Concreet kan de inbrengverrichting vanaf 1 juli 2013 doorgevoerd worden. Dit betekent dat vennootschappen met afsluitdatum 31 december 6 maanden de tijd hebben voor een dividenduitkering, gevolgd door een kapitaalverhoging, terwijl vennootschappen met afsluitdatum 30 juni 12 maanden de tijd hebben voor dezelfde verrichting. Op dit moment is er geen verantwoording voor deze verschillende behandeling.
We merken bovendien op dat elke wijziging die een vennootschap vanaf 1 mei 2013 aanbrengt aan de afsluitdatum van haar jaarrekening zonder uitwerking blijft voor de toepassing van de overgangsregeling.

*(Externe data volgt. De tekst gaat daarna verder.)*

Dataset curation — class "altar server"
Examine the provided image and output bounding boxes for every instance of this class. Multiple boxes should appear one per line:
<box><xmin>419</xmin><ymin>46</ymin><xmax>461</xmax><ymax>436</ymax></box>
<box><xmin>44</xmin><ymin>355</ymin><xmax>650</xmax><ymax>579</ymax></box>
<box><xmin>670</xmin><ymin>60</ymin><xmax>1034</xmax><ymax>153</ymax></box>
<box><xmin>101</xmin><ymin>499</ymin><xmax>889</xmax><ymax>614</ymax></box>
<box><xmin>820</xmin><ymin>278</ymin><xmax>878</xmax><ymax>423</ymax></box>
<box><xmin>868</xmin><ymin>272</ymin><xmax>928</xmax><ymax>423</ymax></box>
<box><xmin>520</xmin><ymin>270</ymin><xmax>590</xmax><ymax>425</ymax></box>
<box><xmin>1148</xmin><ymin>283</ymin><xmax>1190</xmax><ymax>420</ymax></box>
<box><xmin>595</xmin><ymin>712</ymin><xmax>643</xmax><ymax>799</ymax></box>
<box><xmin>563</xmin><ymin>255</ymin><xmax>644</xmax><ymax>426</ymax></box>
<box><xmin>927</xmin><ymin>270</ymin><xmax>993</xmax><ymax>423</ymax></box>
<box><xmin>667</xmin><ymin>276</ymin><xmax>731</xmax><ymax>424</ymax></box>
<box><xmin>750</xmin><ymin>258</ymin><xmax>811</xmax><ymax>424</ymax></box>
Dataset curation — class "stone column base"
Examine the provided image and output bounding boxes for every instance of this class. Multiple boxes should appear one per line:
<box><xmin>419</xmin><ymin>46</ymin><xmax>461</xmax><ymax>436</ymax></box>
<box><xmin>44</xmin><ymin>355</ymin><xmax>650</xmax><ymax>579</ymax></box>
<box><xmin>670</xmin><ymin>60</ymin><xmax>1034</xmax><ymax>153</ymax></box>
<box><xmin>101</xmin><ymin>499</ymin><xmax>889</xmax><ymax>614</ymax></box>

Belastingvrije uitkering na verloop van 8 jaar (4 jaar voor kleine ondernemingen)
Om de verlaagde roerende voorheffing te kunnen genieten mag het kapitaal dat gevormd wordt door de uitgekeerde reserves niet onmiddellijk uit de onderneming worden gehaald. In principe kan dit kapitaal pas na verloop van 8 jaar via een kapitaalvermindering of liquidatie belastingvrij worden uitgekeerd. Indien er binnen de 4 jaar na de incorporatie uitgekeerd wordt, dient er alsnog 15% roerende voorheffing te worden betaald. Aangezien op het ogenblik van de kapitaalvorming reeds 10% betaald werd, betekent dit dat er in totaal 25% betaald dient te worden. Er is dan met andere woorden geen belastingvoordeel. Indien er in het vijfde of zesde jaar uitgekeerd wordt, dient er 10% betaald te worden (totale kost van 20%) en tijdens het zevende en achtste jaar dient er nog 5% betaald te worden (totale kost van 15%).
Voor kleine ondernemingen wordt voormelde termijn gehalveerd. Kleine ondernemingen zijn ondernemingen die voor het laatste en het voorlaatst afgesloten boekjaar niet meer dan één van de volgende drempels overschrijden: jaargemiddelde van het personeelsbestand 50, jaaromzet (exclusief btw) van 7 300 000 euro en balanstotaal van 3 650 000 euro. M.a.w. het gaat om ondernemingen die geen commissaris (revisor) moeten aanstellen. Belangrijk is dat het criterium van kleine vennootschap beoordeeld wordt in het belastbare tijdperk dat de uitgekeerde reserves in het kapitaal worden ingebracht (in regel boekjaar 2013/aanslagjaar 2014). Vennootschappen die op het ogenblik van de kapitaalvorming als kleine onderneming kwalificeren, kunnen het aldus gevormde kapitaal al na verloop van 4 jaar belastingvrij uitkeren.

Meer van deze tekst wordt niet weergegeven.